Over the next four days we fished about 8 hours a day and caught over 50 fish per person per day. We explored the lake. 6 miles long and about a half mile wide at its widest point. Beaver were everywhere. Loons, bald eagles, gulls, all were abundant.

During the evenings, after a meal of walleye and some extras, we sat around a campfire and listened as the loons cried. There is something unique and special about the cry of the loon in the boreal forest of the north. The echo of her cry carries for what seems like miles. Her cry causes the mind to wander, to be perplexed by the nothingness. All stress is released, all worries of life are faded, if for only a few days as the soul is refreshed.

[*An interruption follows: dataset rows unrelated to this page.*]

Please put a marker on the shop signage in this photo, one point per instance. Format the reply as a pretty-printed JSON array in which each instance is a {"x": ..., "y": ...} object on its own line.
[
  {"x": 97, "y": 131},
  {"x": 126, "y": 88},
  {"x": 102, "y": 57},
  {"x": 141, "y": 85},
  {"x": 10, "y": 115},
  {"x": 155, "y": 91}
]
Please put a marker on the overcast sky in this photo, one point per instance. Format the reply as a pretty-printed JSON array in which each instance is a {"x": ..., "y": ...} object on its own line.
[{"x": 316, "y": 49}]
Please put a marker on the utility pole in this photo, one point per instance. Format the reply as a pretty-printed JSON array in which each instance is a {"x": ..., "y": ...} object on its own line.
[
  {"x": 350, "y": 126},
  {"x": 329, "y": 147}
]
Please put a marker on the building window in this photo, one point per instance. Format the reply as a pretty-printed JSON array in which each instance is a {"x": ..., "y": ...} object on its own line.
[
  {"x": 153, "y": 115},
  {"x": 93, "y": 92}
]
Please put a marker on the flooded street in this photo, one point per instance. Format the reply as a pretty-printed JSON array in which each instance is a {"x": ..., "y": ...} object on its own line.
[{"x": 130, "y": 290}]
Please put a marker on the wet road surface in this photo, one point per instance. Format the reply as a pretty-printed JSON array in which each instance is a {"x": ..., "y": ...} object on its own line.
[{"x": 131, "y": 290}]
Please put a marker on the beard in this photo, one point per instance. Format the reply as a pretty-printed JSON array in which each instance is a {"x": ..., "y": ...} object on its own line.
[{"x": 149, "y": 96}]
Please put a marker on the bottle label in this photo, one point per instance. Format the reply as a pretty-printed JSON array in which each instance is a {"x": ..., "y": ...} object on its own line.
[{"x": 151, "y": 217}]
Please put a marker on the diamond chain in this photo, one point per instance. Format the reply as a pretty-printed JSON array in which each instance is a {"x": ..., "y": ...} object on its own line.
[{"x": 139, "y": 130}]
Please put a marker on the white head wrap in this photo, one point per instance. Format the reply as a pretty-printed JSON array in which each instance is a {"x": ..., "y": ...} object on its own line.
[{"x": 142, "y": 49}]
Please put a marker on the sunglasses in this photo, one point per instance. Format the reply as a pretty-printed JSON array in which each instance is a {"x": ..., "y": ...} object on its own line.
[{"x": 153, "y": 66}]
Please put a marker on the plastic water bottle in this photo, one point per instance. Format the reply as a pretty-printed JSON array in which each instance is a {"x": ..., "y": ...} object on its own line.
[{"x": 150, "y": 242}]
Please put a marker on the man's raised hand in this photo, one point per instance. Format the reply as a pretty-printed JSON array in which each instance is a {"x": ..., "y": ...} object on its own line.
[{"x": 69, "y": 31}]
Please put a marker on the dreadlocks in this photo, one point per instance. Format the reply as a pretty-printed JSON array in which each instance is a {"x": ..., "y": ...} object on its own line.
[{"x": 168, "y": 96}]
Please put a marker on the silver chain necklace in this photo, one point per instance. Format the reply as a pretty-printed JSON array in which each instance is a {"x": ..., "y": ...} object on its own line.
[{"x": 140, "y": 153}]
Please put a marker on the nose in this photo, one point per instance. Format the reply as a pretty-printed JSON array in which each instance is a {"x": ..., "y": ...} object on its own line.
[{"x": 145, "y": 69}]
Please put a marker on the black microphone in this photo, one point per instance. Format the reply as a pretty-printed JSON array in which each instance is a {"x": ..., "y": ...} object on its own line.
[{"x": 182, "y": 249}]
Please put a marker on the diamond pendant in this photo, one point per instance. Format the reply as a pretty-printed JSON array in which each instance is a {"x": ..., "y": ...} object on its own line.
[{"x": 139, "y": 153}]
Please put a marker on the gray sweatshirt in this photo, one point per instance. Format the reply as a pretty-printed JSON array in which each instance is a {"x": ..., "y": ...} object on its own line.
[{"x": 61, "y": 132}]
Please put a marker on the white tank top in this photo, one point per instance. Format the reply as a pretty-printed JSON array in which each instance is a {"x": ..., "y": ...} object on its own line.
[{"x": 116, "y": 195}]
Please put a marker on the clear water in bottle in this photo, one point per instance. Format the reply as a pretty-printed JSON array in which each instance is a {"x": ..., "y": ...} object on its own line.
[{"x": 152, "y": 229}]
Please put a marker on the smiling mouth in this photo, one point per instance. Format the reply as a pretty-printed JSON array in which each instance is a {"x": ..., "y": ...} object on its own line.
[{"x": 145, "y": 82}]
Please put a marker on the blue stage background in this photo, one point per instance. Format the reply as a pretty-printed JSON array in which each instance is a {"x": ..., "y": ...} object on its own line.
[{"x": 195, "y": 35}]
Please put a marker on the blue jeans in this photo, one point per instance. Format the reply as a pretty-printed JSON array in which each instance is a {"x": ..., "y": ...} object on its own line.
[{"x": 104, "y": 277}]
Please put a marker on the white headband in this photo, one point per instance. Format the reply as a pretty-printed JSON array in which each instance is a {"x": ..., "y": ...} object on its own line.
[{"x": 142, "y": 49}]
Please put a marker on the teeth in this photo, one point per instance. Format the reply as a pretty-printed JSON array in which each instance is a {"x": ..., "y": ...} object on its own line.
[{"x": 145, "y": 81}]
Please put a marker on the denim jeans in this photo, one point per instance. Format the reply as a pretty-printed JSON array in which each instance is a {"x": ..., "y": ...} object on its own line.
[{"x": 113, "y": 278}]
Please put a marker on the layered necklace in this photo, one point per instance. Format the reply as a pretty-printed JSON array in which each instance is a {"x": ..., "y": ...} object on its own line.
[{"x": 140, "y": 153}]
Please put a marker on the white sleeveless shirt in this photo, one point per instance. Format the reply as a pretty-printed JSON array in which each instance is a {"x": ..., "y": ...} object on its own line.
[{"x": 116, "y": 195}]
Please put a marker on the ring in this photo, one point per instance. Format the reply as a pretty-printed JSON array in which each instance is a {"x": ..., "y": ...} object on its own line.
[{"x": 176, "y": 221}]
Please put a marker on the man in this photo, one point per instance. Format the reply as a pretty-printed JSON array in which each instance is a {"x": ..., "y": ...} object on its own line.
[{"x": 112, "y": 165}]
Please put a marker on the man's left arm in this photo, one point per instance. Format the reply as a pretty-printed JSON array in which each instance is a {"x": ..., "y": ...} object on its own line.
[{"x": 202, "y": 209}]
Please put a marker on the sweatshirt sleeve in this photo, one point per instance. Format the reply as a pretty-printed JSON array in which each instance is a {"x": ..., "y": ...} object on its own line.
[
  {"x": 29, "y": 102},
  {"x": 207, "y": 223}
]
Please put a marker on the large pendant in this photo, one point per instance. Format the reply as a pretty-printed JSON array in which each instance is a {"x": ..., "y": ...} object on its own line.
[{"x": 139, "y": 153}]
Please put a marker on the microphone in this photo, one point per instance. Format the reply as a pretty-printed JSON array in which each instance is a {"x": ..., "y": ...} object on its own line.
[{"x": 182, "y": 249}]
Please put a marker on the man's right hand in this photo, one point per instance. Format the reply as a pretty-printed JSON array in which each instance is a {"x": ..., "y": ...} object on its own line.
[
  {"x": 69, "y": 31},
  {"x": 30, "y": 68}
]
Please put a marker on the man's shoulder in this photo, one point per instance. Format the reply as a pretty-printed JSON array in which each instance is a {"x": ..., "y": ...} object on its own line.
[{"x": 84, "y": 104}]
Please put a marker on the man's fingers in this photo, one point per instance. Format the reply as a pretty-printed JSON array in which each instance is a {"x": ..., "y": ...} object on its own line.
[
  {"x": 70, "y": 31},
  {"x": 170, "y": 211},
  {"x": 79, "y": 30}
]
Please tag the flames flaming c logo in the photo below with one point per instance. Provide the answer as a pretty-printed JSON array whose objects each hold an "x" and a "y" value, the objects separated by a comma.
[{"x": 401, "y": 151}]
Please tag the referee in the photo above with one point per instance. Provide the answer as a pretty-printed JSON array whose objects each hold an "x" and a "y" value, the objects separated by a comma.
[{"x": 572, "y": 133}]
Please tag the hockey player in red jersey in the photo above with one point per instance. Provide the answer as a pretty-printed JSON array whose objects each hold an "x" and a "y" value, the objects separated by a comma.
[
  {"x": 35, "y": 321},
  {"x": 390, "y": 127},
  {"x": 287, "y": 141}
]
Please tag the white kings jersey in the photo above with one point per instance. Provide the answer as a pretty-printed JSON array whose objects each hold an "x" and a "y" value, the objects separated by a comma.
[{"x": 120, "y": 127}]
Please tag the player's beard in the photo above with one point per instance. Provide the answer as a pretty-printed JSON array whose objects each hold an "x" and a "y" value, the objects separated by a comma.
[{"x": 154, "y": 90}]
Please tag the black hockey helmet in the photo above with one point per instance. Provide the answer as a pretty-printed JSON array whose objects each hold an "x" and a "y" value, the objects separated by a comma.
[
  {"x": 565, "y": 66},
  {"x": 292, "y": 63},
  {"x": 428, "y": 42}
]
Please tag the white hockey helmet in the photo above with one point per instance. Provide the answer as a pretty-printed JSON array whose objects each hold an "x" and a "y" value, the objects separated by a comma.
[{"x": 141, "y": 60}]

This summer, I am taking my two sons to Kashabowie Outposts for a father-son week of serenity and fishing. This time at Piche Lake. My eldest son is getting married in September, and my youngest is heading off to college in August. So for four days, it will be just us. Driving for over 1,000 miles to spend some time in the wilderness.

My dream was to fly into adventure and fish pristine waters. Now, it is to pause and capture, if only briefly a few days with my sons before life gets in the way. I know the folks at Kashabowie Outposts will do all they can to make this a trip they will remember forever. I am hopeful, in years to come we will tell stories of this trip, and hopefully, one day find a way to repeat it.

Until then, remember that dreams can come true. In fact, I have come to believe that our dreams are God's way of showing us our true potential. Dream big, chase them and they can come true.